In Cython you can declare the arrays as typed memoryviews, or as np.ndarray
. (Typed memoryviews are the more modern approach and you should usually prefer them). Doing so allows you to directly access the tightly-packed C array directly and retrieve the C value, without creating a Python object.
The directives cython.boundscheck
and cython.wraparound
can be very worthwhile for further speed-ups to the index (but remember they do remove useful features, so think before using them).
vs vectorization
A lot of the time a loop over a Numpy array can be written as a vectorized operation - something that acts on the whole array at once. It is usually a good idea to write Python+Numpy code like this. If you have multiple chained vectorized operations, it is sometimes worthwhile to write it explicitly as a Cython loop to avoid allocating intermediate arrays.
Alternatively the little-known Pythran backend for Cython convert a set of vectorized Numpy operations to optimized C++ code.
Indexing array slices
Isn't a problem in Cython, but typically isn't something that will get you significant speed-ups alone.
Calling Numpy functions
e.g. last = np.sin(an)
These require a Python call, so Cython typically cannot accelerate these - it has no visibility into the contents of the Numpy function.
However, here the operation is on a single value, and not on a Numpy array. In this case we can use sin
from the C standard library, which will be significantly quicker than a Python function call. You'd do from libc.math cimport sin
and call sin
rather than np.sin
.
Numba is an alternative Python accelerator that has better visibility into Numpy functions can can often optimize without changes.
Array allocations
e.g. transformed_a = np.zeros_like(a)
.
This is just a Numpy function call and thus Cython has no ability to speed it up. If it's just an intermediate value to be returned to Python then you might consider a fixed-size C array on the stack
cdef double transformed_a[10] # note - you must know the size at compile-time
or by allocating them with the C malloc
function (remember to free
it). Or by using Cython's cython.view.array
(which is still a Python object, but can be a little quicker).
Whole-array arithmetic
e.g. transformed_a * b
, which multiplies transformed_a
and b
element by element.
Cython doesn't help you here - it's just a disguised function call (although Pythran+Cython may have some benefits). For large arrays this kind of operation is pretty efficient in Numpy so don't overthink it.

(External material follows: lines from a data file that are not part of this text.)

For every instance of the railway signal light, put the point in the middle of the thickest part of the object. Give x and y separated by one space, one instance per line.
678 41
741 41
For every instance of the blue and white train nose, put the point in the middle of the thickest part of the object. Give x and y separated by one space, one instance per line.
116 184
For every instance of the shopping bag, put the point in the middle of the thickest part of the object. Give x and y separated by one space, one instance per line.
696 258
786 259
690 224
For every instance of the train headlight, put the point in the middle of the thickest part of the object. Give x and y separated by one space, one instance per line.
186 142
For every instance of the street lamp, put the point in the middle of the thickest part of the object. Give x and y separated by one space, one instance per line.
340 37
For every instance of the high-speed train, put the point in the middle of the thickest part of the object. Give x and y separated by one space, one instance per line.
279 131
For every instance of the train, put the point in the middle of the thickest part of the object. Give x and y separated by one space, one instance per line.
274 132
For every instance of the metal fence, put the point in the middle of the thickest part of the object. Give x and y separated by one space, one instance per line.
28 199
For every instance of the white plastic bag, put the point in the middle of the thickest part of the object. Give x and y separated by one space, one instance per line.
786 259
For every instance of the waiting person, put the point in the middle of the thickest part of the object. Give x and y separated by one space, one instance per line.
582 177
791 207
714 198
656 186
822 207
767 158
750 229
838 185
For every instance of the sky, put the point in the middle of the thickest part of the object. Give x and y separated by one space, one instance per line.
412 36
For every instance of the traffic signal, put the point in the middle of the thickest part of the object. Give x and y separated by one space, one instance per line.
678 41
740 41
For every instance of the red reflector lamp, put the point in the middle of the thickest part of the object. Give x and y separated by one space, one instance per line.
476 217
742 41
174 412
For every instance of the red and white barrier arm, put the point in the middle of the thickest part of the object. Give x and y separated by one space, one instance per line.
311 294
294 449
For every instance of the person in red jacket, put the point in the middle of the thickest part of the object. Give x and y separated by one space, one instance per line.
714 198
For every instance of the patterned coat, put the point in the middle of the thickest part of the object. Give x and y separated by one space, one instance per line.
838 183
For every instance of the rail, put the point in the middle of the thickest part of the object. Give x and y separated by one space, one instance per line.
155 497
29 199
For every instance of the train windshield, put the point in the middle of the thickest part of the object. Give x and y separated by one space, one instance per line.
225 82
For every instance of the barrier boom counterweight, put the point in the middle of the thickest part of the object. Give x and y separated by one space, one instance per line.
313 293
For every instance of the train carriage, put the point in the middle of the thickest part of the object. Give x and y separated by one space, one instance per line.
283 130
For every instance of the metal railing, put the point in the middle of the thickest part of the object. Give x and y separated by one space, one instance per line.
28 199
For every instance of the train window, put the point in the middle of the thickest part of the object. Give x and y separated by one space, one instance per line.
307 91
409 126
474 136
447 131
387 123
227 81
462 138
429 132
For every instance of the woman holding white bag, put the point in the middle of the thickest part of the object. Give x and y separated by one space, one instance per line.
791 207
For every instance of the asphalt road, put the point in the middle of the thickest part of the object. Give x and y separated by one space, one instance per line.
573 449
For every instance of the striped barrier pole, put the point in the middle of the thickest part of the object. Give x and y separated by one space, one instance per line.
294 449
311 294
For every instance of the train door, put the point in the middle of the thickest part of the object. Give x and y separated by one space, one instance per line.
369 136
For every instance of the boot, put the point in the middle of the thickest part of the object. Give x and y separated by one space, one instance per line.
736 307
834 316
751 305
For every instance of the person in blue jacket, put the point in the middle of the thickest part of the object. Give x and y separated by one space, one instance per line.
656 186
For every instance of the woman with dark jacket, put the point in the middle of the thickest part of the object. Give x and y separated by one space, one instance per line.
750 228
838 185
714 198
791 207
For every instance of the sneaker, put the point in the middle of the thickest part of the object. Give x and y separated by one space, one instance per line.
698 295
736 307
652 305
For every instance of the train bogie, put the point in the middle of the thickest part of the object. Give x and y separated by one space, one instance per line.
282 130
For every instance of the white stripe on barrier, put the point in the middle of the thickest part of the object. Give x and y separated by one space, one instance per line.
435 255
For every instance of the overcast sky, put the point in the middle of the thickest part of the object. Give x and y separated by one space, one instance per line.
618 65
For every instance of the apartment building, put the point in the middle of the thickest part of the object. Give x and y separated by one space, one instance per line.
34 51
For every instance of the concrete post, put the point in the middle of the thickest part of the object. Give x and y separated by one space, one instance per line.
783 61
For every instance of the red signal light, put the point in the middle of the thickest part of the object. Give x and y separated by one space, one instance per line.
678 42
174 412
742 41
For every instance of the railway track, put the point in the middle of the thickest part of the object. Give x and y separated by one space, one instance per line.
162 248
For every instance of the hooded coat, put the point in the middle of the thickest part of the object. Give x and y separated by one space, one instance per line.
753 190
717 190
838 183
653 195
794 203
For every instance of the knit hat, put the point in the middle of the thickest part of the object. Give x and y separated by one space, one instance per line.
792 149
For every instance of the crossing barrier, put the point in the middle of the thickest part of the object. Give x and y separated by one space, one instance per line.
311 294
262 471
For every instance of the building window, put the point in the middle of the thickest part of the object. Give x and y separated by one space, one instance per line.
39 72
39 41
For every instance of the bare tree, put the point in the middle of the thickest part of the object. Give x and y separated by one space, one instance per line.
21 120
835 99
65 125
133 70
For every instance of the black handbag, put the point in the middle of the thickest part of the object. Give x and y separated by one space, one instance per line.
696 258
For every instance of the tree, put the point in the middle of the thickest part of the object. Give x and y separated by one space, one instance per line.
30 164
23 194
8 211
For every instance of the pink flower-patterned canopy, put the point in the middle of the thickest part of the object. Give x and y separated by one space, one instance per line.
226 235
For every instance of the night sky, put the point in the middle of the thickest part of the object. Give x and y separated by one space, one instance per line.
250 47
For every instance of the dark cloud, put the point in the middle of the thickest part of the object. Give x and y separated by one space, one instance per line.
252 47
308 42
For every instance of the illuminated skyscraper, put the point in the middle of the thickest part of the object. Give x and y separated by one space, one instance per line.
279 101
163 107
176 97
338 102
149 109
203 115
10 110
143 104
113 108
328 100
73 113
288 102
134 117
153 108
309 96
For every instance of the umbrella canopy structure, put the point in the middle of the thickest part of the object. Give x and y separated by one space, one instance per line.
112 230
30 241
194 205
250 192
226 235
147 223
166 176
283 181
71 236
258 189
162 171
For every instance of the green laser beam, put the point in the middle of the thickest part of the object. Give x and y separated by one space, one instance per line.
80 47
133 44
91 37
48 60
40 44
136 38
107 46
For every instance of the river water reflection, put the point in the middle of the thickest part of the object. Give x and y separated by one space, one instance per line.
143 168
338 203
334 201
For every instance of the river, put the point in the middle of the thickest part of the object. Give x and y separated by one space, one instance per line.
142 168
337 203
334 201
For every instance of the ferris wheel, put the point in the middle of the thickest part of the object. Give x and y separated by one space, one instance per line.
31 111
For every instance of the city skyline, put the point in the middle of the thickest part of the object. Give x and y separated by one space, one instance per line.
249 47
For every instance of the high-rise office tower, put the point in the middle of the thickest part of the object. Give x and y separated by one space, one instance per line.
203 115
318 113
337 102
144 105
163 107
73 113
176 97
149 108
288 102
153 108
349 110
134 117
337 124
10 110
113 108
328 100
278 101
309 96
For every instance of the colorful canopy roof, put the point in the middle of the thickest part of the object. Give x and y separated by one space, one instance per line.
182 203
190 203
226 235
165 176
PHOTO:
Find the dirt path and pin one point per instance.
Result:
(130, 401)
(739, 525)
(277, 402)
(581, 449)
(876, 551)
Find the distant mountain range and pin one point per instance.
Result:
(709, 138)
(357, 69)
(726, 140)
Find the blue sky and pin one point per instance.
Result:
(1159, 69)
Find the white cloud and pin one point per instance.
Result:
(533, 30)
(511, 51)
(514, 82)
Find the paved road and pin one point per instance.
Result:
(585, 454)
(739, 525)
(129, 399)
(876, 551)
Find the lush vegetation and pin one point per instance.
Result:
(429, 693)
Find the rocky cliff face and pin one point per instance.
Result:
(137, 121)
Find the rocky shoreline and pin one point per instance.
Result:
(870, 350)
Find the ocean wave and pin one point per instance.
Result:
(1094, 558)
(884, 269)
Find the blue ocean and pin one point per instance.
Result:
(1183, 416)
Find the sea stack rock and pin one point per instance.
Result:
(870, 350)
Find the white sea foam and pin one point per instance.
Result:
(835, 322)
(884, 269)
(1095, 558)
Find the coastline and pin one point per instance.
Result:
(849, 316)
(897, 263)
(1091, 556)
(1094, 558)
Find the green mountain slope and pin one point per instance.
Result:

Note that whole-array operations aren't defined for Cython typed memoryviews, so you need to do np.asarray(memview)
to get them back to Numpy arrays. This typically doesn't need a copy and is quick.
For some operations like this, you can use BLAS
and LAPACK
functions (which are fast C implementations of array and matrix operations). Scipy provies a Cython interface for them (https://docs.scipy.org/doc/scipy/reference/linalg.cython_blas.html) to use. They're a little more complex to use that the natural Python code.
The illustrative example
Just for completeness, I'd write it something like:
import numpy as np
from libc.math cimport sin
cimport cython
@cython.boundscheck(False)
@cython.wraparound(False)
def some_func(double[::1] a, b):
cdef double[::1] transformed_a = np.zeros_like(a)
cdef double last = 0
cdef double an, delta
cdef Py_ssize_t n
for n in range(1, a.shape[0]):
an = a[n]
if an > 0:
delta = an - a[n-1]
transformed_a[n] = delta*last
else:
last = sin(an)
return np.asarray(transformed_a) * b
which is a little over 10x faster.
cython -a
is helpful here - it produces an annotated HTML file that shows which lines contain a lot of interaction with Python.